They are, as Lyn Gardner put it, a blunt tool but they are a bloody persuasive blunt tool and lemme tell you why I don’t think they deserve the ‘bane of my life’ status so often attributed them by theatre critics.
When I invite my friends to the theatre, I have to convince them to come with me – and not just because my company is sub par but – for two main reasons 1) a lot of my friends aren’t ‘theatre people’ (crude term, hate using it) and they don’t feel welcome at the theatre 2) they’re not convinced the theatre is the best use of their time i.e they haven’t been persuaded enough by what theatres put out there, nor do they have any nostalgia about theatre. As with me, it was completely absent from their childhoods.
Tell them I’ve got a spare film ticket on the other hand, and I can’t give it away fast enough. And, key to this, it rarely matters what film it is I’m reviewing, who’s in it or even what era it’s from. Genre matters, sure. But beyond that they’re willing to experiment, to see new things by artists they haven’t heard of. Their relationship with theatre is so different.
For these friends, star-ratings are an important stepping stone towards where you might want them to be. These are the people who don’t necessarily care enough about theatre (yet) to have a whole conversation with me about a show they haven’t seen but who care enough to ask me what I thought of a play. They get in reply (because remember, I know this won’t be a long conversation): It was ok/ It was really good/ It was brilliant/ and the killer “you should see it” ← and those right there are my star-ratings. They are reductive, they say very little about the play but they are real, they happen in conversations and their value shouldn’t be ignored.
They are the persuasive blunt tool that gets people talking and more importantly, really thinking about going to the theatre. And don’t underestimate those people, that almost audience, because if you get them in and you impress them, you make them feel welcome, they’ll come back with friends, guests and family.

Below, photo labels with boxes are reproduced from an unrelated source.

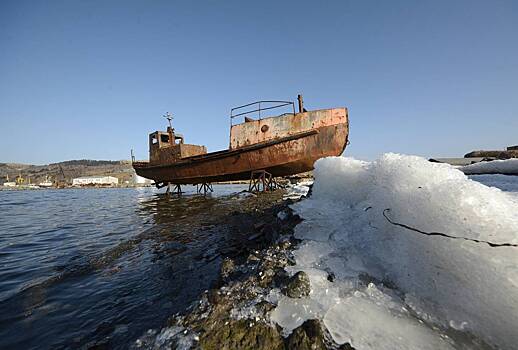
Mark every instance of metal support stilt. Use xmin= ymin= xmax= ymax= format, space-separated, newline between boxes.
xmin=196 ymin=182 xmax=214 ymax=194
xmin=248 ymin=170 xmax=278 ymax=192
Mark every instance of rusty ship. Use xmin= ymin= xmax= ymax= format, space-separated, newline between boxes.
xmin=132 ymin=95 xmax=349 ymax=189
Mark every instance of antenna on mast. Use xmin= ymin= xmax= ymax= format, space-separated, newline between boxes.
xmin=162 ymin=112 xmax=173 ymax=129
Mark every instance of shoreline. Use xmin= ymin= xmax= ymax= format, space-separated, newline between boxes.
xmin=131 ymin=185 xmax=353 ymax=349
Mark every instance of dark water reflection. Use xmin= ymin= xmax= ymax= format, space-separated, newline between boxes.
xmin=0 ymin=185 xmax=249 ymax=349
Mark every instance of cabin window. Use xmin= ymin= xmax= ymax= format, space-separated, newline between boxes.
xmin=160 ymin=135 xmax=169 ymax=143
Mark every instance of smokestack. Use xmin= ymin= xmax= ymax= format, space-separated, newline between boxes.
xmin=297 ymin=95 xmax=304 ymax=113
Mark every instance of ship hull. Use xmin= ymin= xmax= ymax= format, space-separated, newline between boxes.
xmin=133 ymin=108 xmax=349 ymax=184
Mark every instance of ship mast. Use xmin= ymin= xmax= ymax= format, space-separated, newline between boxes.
xmin=163 ymin=112 xmax=174 ymax=145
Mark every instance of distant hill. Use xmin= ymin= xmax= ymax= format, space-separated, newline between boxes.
xmin=0 ymin=159 xmax=134 ymax=184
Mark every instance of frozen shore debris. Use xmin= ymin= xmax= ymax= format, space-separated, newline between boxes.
xmin=134 ymin=185 xmax=358 ymax=350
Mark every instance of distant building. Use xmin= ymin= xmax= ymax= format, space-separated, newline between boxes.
xmin=132 ymin=170 xmax=153 ymax=186
xmin=72 ymin=176 xmax=119 ymax=186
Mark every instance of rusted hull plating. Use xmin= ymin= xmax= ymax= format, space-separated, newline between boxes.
xmin=133 ymin=109 xmax=349 ymax=184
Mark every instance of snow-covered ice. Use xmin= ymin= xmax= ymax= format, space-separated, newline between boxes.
xmin=459 ymin=158 xmax=518 ymax=175
xmin=271 ymin=154 xmax=518 ymax=350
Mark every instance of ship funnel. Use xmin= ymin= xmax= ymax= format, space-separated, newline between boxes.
xmin=297 ymin=95 xmax=304 ymax=113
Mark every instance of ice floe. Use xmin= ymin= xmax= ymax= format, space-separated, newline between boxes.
xmin=271 ymin=154 xmax=518 ymax=350
xmin=459 ymin=159 xmax=518 ymax=175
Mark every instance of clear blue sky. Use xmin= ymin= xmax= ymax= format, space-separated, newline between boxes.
xmin=0 ymin=0 xmax=518 ymax=164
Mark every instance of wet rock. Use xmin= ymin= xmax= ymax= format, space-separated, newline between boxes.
xmin=200 ymin=320 xmax=284 ymax=350
xmin=255 ymin=300 xmax=275 ymax=315
xmin=273 ymin=269 xmax=290 ymax=288
xmin=220 ymin=258 xmax=236 ymax=279
xmin=207 ymin=289 xmax=223 ymax=305
xmin=286 ymin=320 xmax=326 ymax=350
xmin=284 ymin=271 xmax=311 ymax=298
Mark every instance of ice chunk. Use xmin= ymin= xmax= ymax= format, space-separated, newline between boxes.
xmin=324 ymin=295 xmax=453 ymax=350
xmin=460 ymin=159 xmax=518 ymax=175
xmin=273 ymin=154 xmax=518 ymax=349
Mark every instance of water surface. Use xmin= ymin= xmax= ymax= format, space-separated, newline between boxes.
xmin=0 ymin=185 xmax=246 ymax=349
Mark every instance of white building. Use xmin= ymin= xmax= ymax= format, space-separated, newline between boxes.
xmin=72 ymin=176 xmax=119 ymax=186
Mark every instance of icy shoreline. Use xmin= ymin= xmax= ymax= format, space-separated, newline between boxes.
xmin=272 ymin=154 xmax=518 ymax=349
xmin=136 ymin=154 xmax=518 ymax=349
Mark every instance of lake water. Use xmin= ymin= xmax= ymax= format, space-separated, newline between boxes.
xmin=0 ymin=185 xmax=247 ymax=349
xmin=0 ymin=175 xmax=518 ymax=349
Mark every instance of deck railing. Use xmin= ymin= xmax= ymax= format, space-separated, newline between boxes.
xmin=230 ymin=101 xmax=295 ymax=126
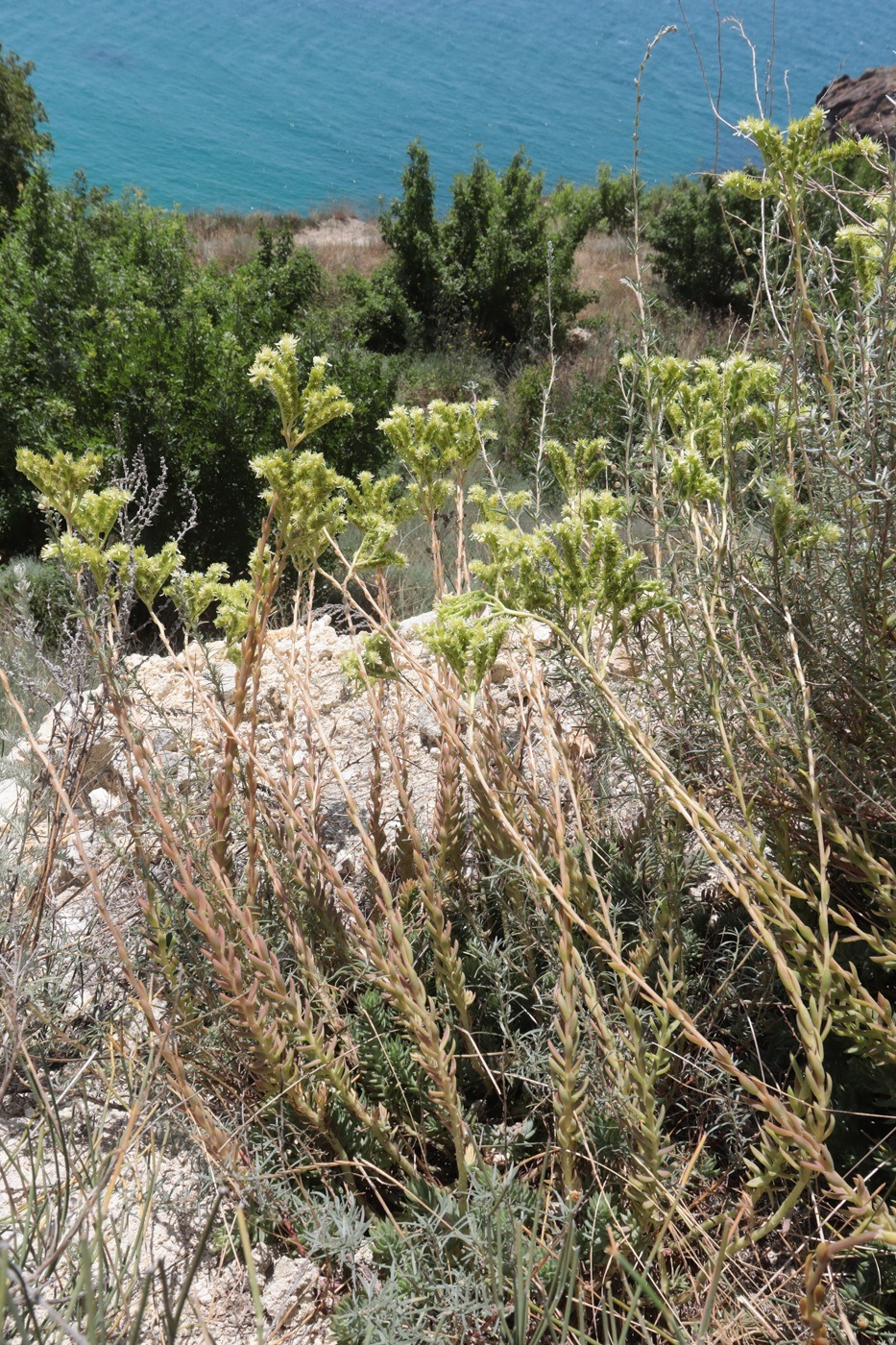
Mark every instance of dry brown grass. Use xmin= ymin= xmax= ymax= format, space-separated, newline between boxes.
xmin=574 ymin=232 xmax=745 ymax=365
xmin=295 ymin=211 xmax=390 ymax=276
xmin=185 ymin=206 xmax=389 ymax=276
xmin=576 ymin=232 xmax=650 ymax=326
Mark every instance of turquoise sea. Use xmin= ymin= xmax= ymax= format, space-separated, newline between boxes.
xmin=0 ymin=0 xmax=896 ymax=211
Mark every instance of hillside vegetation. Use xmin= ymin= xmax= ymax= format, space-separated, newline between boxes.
xmin=0 ymin=41 xmax=896 ymax=1345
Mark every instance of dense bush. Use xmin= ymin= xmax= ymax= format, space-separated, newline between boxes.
xmin=0 ymin=44 xmax=53 ymax=220
xmin=380 ymin=141 xmax=600 ymax=354
xmin=644 ymin=174 xmax=759 ymax=313
xmin=7 ymin=115 xmax=896 ymax=1345
xmin=0 ymin=169 xmax=396 ymax=572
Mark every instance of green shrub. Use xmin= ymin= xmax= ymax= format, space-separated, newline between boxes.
xmin=644 ymin=174 xmax=761 ymax=313
xmin=0 ymin=44 xmax=53 ymax=222
xmin=0 ymin=169 xmax=390 ymax=575
xmin=380 ymin=141 xmax=596 ymax=355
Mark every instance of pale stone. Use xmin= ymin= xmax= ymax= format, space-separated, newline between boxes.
xmin=261 ymin=1257 xmax=320 ymax=1326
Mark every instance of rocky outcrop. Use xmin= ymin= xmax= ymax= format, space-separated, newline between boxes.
xmin=815 ymin=66 xmax=896 ymax=154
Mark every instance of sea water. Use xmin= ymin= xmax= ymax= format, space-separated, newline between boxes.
xmin=0 ymin=0 xmax=896 ymax=211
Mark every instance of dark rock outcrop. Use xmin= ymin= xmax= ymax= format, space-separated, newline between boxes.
xmin=815 ymin=66 xmax=896 ymax=154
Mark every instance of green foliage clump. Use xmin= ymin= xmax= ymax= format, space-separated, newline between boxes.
xmin=0 ymin=44 xmax=53 ymax=220
xmin=0 ymin=169 xmax=397 ymax=575
xmin=644 ymin=174 xmax=761 ymax=313
xmin=380 ymin=141 xmax=600 ymax=353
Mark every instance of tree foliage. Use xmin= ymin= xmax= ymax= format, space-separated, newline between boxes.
xmin=380 ymin=140 xmax=597 ymax=351
xmin=0 ymin=43 xmax=53 ymax=220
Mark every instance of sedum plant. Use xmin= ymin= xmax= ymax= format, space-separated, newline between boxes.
xmin=5 ymin=114 xmax=896 ymax=1345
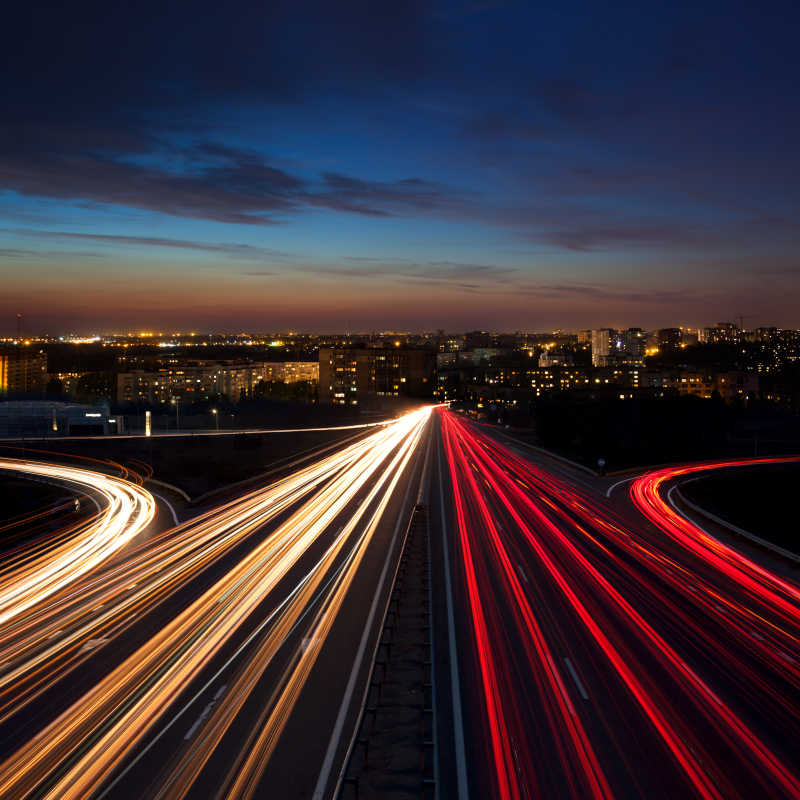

They’ll put money up for tickets and give your editor a reason to publish your fantastic critique and they’ll look it up, they’ll chew over your ideas but you have to actually give a damn about them first.
And just as my friends come back to me after they’ve seen a show I once mentioned to them, to have a longer conversation now that they too have an opinion on it; this emerging audience might well come back to your critique after they’ve seen the show to think about your opinions and maybe, hopefully, offer some of their own.